Al darse cuenta de que esta persona sabía tanto sobre el Escuadrón Sawa, Leopardo Masahiro ensombreció su rostro y dijo gravemente:
—Soy Leopardo; ¿quién eres tú?

—Heh.

La respuesta de Leopardo Masahiro fue recibida con una risa fría de Han Yu:
—Así que es el Tercer Líder Masahiro.

Asegúrate de que tu cuello esté limpio, porque vengo a tomar tu vida de perro.

Después de eso, colgó el walkie-talkie.

—¡Maldita sea!

En el otro extremo, el Tercer Líder Leopardo Masahiro, enfurecido, pateó un objeto en la habitación.

—¡Han Yu!

¡Debes ser tú!

¡Tiene que ser tú!

Aunque no podía confirmar la identidad de la persona, Leopardo intuitivamente sabía que tenía que ser Han Yu.

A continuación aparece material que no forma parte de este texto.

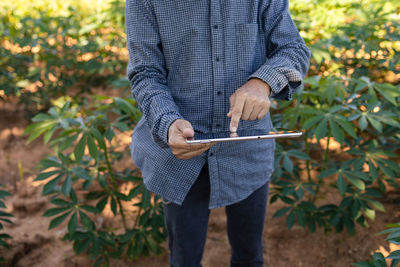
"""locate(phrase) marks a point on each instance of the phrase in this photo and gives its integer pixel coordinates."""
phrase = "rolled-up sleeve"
(287, 55)
(146, 70)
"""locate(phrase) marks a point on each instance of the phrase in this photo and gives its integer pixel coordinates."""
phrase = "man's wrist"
(267, 87)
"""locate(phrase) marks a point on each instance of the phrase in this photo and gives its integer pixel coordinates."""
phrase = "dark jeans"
(187, 226)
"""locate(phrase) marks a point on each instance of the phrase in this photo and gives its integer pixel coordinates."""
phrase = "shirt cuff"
(160, 137)
(281, 88)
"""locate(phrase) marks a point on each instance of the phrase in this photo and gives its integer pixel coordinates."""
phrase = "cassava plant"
(81, 180)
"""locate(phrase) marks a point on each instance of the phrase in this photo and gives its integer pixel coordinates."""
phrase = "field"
(72, 196)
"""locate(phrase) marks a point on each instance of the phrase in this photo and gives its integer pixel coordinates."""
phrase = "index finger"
(237, 111)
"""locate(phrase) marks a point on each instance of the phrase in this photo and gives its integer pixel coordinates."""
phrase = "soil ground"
(34, 245)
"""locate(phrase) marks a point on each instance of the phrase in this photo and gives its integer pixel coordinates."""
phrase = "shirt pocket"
(247, 36)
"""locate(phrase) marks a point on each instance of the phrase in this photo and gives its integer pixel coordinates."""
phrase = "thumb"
(186, 128)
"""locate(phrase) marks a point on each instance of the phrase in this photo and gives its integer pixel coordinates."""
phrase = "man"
(209, 66)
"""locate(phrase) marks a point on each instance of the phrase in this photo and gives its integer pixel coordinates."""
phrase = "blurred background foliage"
(55, 54)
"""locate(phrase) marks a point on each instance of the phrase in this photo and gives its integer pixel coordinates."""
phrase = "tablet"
(240, 136)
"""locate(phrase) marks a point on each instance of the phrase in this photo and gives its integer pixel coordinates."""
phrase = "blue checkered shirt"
(186, 58)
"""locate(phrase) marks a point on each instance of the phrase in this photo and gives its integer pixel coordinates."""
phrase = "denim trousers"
(187, 226)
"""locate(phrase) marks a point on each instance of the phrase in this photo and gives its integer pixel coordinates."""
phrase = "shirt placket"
(217, 50)
(217, 43)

Solo ese hombre tendría la fuerza para derribar silenciosamente a todos los hombres de Niwa Mori.

Leopardo Masahiro apretó los puños con fuerza y permaneció inmóvil en la habitación durante medio minuto completo antes de tomar el walkie-talkie nuevamente, respirar profundamente y decir:
—¡Zorro Salvaje!

Kurokuma, reúnan a todos sus hombres y corran a la sala de control eléctrico inmediatamente.

Ese bastardo arrogante está allí; quiero que muera a toda costa.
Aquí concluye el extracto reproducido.